SeedVR2 vs Flux2 Klein 9B: Which AI Upscaler Wins Across 264 Production Image Pairs?
SeedVR2 vs FLUX.2 [klein] 9B: blind evaluation of 264 image pairs by 13 professional evaluators across 4 quality dimensions. SeedVR2 wins naturalness at 91%, sharpness at 83%. Exception: AI-generated textures at close range.
When 91% of professional evaluators pick one model on naturalness and 1% pick the other, you're not reading a benchmark. You're reading a verdict.
That's what happened when we ran SeedVR2 against FLUX.2 [klein] 9B — two very different bets on what AI upscaling should do. SeedVR2 is a video restoration model by ByteDance — applied here to still image upscaling — built around a one-step diffusion adversarial approach optimized for perceptual coherence. FLUX.2 [klein] 9B is a 9B-parameter rectified flow transformer by Black Forest Labs, step-distilled to 4 inference steps, applied in this benchmark via a tiling workflow for high-resolution image processing.
On paper, the tradeoff sounds interesting. In practice, the gap is wider than expected, with one exception that matters enough to document carefully before you pick a pipeline.
Methodology
The benchmark ran across 264 image pairs: 132 real photographs and 132 AI-generated images, split equally across six content categories — crowds and complex scenes, faces, materials and textures, nature, text and signage, and urban environments.
Each pair received three independent evaluations in A/B/tie format across four quality dimensions: detail recovery, edge sharpness, naturalness, and color accuracy. Thirteen evaluators participated: 4 QA testers, 4 art directors, and 5 distribution reviewers. Total: 792 scored comparisons.
Agreement is measured using Gwet's AC1 rather than Fleiss κ. When one outcome dominates — as it does here on naturalness — Fleiss κ collapses toward zero not because evaluators disagree, but due to a mathematical artifact known as the paradox of kappa (Feinstein & Cicchetti, 1990). AC1 is stable under skewed distributions (Gwet, 2002), making it the correct metric for a benchmark where one model wins this decisively.

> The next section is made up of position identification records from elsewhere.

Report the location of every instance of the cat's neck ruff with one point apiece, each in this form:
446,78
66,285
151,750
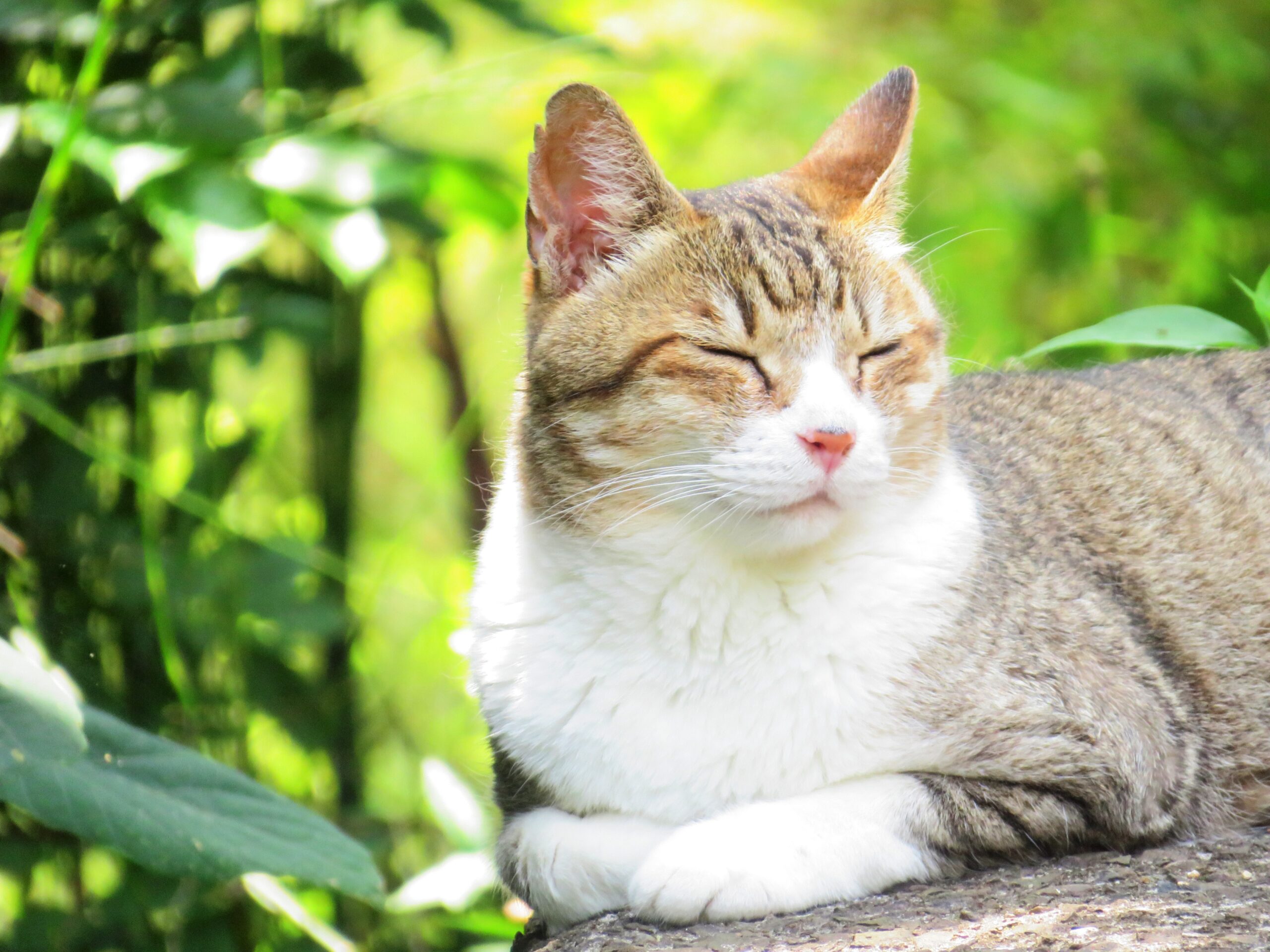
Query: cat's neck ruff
722,681
898,543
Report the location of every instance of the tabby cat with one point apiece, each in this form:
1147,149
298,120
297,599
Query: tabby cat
771,612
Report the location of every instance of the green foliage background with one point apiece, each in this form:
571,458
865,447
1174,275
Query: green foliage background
285,588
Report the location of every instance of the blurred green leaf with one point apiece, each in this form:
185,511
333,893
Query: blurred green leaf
352,244
1260,298
181,814
422,16
276,898
482,922
211,216
470,188
452,884
37,716
342,172
202,112
1167,327
454,806
271,305
125,166
10,119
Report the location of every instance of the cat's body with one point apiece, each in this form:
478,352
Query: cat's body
867,626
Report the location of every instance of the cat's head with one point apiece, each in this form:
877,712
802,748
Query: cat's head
756,361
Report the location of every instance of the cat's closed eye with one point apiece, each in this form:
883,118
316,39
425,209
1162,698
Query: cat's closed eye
881,351
737,356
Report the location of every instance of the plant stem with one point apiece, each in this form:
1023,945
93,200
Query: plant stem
55,177
149,512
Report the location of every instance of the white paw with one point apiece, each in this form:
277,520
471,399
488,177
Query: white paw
701,874
573,867
778,857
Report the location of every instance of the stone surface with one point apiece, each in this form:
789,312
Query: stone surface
1207,895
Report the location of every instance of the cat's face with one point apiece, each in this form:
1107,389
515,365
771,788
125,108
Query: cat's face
758,361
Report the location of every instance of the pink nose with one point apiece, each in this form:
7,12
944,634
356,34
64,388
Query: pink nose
828,448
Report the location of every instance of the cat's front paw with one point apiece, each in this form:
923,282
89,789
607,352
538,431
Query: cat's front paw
702,874
570,867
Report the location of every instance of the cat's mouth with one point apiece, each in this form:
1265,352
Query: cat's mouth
815,504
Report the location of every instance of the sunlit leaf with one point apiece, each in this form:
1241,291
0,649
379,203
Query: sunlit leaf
482,922
10,117
352,244
181,814
454,884
37,715
342,172
454,806
125,166
1167,327
212,218
276,898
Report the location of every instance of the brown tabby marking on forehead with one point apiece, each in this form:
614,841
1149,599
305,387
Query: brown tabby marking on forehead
780,243
607,385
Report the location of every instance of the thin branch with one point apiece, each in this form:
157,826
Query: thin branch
12,543
214,332
39,302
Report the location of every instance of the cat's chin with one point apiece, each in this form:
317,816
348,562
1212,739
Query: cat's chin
790,527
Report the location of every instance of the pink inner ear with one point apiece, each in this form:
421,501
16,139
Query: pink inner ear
583,219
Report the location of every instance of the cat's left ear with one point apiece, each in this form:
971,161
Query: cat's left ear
593,188
860,163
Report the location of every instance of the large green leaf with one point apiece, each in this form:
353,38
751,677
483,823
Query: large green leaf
37,716
1167,327
181,814
211,216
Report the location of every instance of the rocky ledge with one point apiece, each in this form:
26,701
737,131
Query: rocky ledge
1202,895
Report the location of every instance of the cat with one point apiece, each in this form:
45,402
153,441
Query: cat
772,612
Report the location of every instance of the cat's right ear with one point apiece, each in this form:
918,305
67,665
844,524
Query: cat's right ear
593,187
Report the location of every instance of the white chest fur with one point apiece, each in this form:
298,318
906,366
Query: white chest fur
667,681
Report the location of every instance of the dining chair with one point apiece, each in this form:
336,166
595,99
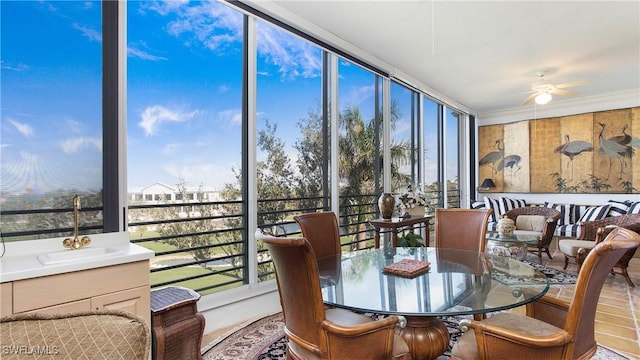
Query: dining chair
95,334
552,328
593,232
463,229
321,231
525,216
314,332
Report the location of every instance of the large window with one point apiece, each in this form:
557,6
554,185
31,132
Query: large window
51,123
207,86
185,142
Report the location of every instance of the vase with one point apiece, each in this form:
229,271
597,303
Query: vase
417,211
386,204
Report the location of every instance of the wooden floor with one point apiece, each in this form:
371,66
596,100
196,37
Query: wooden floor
617,319
618,315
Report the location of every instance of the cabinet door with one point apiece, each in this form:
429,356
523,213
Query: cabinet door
6,299
136,301
66,308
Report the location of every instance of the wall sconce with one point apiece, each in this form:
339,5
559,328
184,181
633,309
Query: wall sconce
487,184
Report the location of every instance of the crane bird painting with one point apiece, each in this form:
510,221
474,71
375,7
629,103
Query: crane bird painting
616,148
572,149
493,157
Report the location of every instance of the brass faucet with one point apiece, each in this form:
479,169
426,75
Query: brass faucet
76,243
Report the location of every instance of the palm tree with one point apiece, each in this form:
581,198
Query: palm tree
357,161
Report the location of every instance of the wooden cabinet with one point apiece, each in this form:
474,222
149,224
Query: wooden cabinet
125,287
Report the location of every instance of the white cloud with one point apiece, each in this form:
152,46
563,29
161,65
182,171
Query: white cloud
19,67
25,129
156,114
230,116
92,34
76,144
140,54
210,175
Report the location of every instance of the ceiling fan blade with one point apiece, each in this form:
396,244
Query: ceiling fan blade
562,92
572,84
529,98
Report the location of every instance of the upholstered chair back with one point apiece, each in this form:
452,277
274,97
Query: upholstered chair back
594,271
463,229
321,231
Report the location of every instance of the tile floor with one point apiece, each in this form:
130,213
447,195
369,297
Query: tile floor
617,319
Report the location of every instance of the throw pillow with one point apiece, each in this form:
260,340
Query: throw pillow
567,213
477,204
617,208
510,204
634,208
595,213
493,204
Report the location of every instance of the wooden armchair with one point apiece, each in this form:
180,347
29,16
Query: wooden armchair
323,233
318,333
599,230
463,229
546,235
553,328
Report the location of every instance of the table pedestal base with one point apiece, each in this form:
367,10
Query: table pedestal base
427,337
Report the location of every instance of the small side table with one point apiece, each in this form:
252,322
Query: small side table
176,325
396,224
516,245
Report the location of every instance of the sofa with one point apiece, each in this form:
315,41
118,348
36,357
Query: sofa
572,215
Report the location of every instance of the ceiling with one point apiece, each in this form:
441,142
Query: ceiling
485,55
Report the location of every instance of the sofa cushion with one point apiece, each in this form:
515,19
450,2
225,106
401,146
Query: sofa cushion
617,208
510,204
568,213
477,204
570,247
531,222
494,204
567,230
634,208
595,213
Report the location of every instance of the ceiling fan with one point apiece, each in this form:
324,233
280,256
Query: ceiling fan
543,89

Final ranking uses the Bradley-Terry model (Bradley & Terry, 1952), which estimates the probability that one model beats another in any given comparison. Session ID: 16d236bc. All images sourced from Everypixel production workflows.
Results
| Dimension | SeedVR2 | FLUX.2 [klein] 9B | Tie | AC1 Agreement |
|---|---|---|---|---|
| Detail Recovery | 76% | 5% | 19% | 0.42 |
| Edge Sharpness | 83% | 5% | 12% | 0.38 |
| Naturalness | 91% | 1% | 9% | 0.71 |
| Color Accuracy | 53% | 0% | 47% | 0.33 |
Bradley-Terry: SeedVR2 β = +0.70 · P(SeedVR2 > FLUX.2 [klein] 9B) = 80%
Across all four measured dimensions, SeedVR2 outperforms FLUX.2 [klein] 9B in a blind evaluation of 264 image pairs by 13 professional evaluators. (Everypixel production team, June 2026)
Detailed Findings
Naturalness: The Clearest Signal
SeedVR2 wins naturalness in 91% of comparisons; FLUX.2 [klein] 9B wins 1%. Evaluator agreement on this dimension (AC1 = 0.71) is the highest of any measured quality — reflecting genuine consensus, not a split panel. (Everypixel production team, June 2026)

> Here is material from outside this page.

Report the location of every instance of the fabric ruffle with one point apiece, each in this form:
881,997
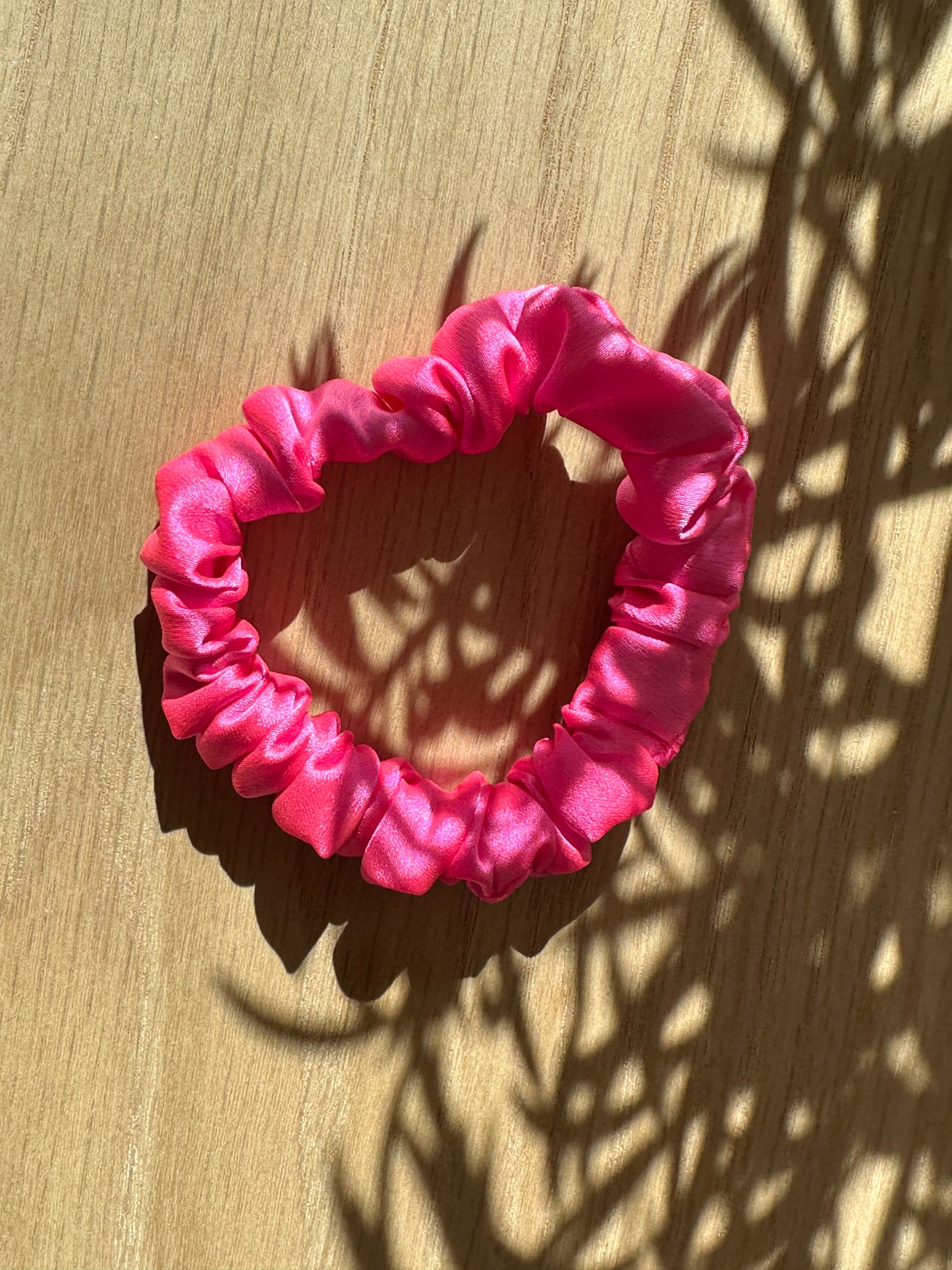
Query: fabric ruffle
685,496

This is where the models reveal their underlying design philosophy. SeedVR2 adds information that could plausibly have existed in the original scene. FLUX.2 [klein] 9B adds information that looks sharp but wasn't there. The difference is subtle in spec sheets and obvious in practice: evaluators consistently described SeedVR2 output as "clean without over-processing" and FLUX.2 [klein] 9B output as producing skin that looks "overly glossy" or textures that develop halos at edges.
Naturalness also has the most interpretive weight for commercial images. A stock photo that reads as processed is harder to license than one that reads as real.
Edge Sharpness: A Large Gap with a Ceiling
SeedVR2 wins edge sharpness in 83% of comparisons. Evaluators flagged over-sharpening as a recurring SeedVR2 failure mode on complex high-contrast source material. Winning at 83% doesn't mean winning cleanly. (Everypixel production team, June 2026)
Sharpness is where both models show their failure modes most clearly. SeedVR2 can over-sharpen images that are already high-contrast at source — particularly patterned fabric and complex textures. FLUX.2 [klein] 9B over-sharpens too, but also introduces what evaluators called "soapy textures" on skin and fabric surfaces. SeedVR2 gets the win, but the evaluators documented the ceiling.
Detail Recovery: Consistent, With Ties
SeedVR2 wins detail recovery in 76% of comparisons. The 19% tie rate is the highest of any dimension — suggesting that at the extremes of recoverable detail, both models occasionally reach comparable results. (Everypixel production team, June 2026)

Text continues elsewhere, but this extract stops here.